Saint Matthias, apôtre, fut d’abord au rang des disciples du Sauveur, et il est du nombre de ceux qui avaient été avec lui depuis le baptême de saint Jean-Baptiste jusqu’a l’ascension (Actes 1.21-22). Il y a toute apparence qu’il fut du nombre des septante disciples, comme l’enseignent saint Clément d’Alexandrie et quelques autres anciens. Nous ne savons rien de sa jeunesse et de son éducation, car nous ne comptons pas pour quelque chose ce qu’on en lit dans Abdias. Après l’ascension du Sauveur, les apôtres s’étant retirés à Jérusalem pour y attendre la venue du Saint-Esprit, qui leur avait été promis (Actes 1.15-16), Pierre se levant au milieu des frères, qui étaient au nombre d’environ six vingts, il leur dit : Il faut que ce que le Saint-Esprit a prédit dans l’Écriture, par la bouche de David, touchant Judas, qui a été le conducteur de ceux qui ont pris Jésus, soit accompli. Il était dans le même rang que nous, et avait part au même ministère ; mais ayant livré son Seigneur, il a acquis un champ de la récompense de son péché ; c’est-à-dire, il a fourni aux prêtres de quoi acheter un champ, en leur rendant ce qu’ils lui avaient donné pour récompense de son crime et de sa trahison. Il s’est livré au désespoir, il s’est pendu ; il a crevé par le milieu du ventre, et toutes ses entrailles se sont répandues. [Voyez Judas].

C’est de lui qu’a parlé le Psalmiste, en disant : Que leur demeure devienne déserte, qu’il n’y ait personne qui l’habite, et qu’un autre prenne sa place dans l’épiscopat (Psaumes 108.8), ou dans l’intendance, l’inspection, l’emploi qui lui avait été confié. Il faut donc qu’entre ceux qui ont été en notre compagnie pendant tout le temps que le Seigneur Jésus a vécu parmi nous, à commencer au baptême de Jean jusqu’au jour qu’il est monté au ciel, on en choisisse un qui soit avec nous témoin de la résurrection.

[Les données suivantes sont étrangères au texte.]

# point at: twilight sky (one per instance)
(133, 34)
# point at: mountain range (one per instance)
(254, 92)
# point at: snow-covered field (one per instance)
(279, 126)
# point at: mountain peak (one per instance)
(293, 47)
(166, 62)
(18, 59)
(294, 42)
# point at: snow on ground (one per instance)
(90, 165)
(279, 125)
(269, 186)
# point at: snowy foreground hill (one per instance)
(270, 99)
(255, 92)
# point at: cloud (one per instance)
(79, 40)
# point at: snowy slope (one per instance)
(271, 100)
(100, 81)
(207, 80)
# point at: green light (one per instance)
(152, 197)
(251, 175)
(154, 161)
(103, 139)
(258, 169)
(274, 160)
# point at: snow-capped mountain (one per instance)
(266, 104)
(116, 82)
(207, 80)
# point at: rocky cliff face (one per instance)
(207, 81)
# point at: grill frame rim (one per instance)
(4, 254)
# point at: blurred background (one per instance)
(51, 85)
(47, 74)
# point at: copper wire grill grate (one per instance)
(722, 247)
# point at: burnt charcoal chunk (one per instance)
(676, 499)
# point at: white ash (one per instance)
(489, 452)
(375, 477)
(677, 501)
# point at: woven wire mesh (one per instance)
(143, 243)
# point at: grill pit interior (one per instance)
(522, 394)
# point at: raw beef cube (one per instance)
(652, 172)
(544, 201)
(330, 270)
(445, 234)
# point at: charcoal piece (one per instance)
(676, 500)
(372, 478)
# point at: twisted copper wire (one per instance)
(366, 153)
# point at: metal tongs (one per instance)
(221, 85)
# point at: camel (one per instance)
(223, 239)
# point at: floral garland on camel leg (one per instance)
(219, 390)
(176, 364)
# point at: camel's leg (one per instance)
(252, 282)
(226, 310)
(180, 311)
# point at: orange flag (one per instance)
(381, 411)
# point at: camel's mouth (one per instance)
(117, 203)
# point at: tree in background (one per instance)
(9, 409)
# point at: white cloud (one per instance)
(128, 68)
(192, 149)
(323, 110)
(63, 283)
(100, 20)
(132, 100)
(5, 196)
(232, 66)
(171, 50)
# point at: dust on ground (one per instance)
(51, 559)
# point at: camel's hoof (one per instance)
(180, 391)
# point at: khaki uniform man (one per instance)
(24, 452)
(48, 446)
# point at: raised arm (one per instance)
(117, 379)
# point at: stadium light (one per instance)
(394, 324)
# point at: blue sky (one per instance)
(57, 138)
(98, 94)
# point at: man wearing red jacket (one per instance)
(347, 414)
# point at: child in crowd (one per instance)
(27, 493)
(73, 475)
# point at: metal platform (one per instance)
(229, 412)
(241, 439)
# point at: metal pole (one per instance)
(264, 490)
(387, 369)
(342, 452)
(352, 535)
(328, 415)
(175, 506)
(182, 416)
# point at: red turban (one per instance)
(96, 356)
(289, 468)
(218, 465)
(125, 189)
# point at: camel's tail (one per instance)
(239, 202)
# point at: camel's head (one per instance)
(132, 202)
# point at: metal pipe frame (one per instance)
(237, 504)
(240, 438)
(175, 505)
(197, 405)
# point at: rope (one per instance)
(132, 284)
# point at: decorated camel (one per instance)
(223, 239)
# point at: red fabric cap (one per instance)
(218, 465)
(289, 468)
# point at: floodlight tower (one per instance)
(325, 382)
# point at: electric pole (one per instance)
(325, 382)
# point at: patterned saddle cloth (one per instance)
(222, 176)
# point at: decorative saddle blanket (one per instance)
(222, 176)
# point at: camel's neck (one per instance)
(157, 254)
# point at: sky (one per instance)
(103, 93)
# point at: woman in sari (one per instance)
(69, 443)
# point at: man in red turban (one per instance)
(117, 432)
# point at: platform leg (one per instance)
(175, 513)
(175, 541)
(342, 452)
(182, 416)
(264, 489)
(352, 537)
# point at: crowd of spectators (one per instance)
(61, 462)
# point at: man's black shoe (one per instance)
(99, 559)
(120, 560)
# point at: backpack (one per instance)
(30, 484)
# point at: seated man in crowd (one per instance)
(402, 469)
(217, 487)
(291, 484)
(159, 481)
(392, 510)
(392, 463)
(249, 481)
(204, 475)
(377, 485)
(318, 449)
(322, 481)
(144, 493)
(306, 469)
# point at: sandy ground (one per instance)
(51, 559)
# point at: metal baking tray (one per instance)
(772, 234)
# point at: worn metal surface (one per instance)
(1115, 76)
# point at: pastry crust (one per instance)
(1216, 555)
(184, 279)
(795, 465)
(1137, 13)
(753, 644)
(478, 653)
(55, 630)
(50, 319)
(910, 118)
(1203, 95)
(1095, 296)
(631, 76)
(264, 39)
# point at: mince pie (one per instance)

Alors ils en présentèrent deux : Joseph, appelé Barsabas, et surnommé le Juste, et Matthias ; et se mettant en prières, ils dirent : Seigneur, vous qui connaissez les cœurs de tous les hommes, montrez-nous lequel de ces deux vous avez choisi, qu’il entre dans ce ministère et dans l’apostolat, dont Judas est déchu par son crime. Aussitôt il les tirèrent au sort, et le sort tomba sur Matthias ; et dès lors il fut associé aux onze apôtres. Nous avons traité la question des élections par le sort dans une dissertation imorimée à la tête des Actes des apôtres [Il faut le remarquer, c’est Pierre qui, dans l’assemblée des six vingts frères, se leva et prescrivit un remède au scandale causé par Judas, en annonçant son intention de procéder sans retard au remplacement de ce traître. Pourquoi est-ce Pierre ? C’est que Pierre est le chef, c’est qu’à lui, et à lui seul, est confiée la charge de confirmer ses frères. En conséquence il agit avec une plénitude de puissance qu’aucun des six vingts qui l’environnent ne songe même à partager.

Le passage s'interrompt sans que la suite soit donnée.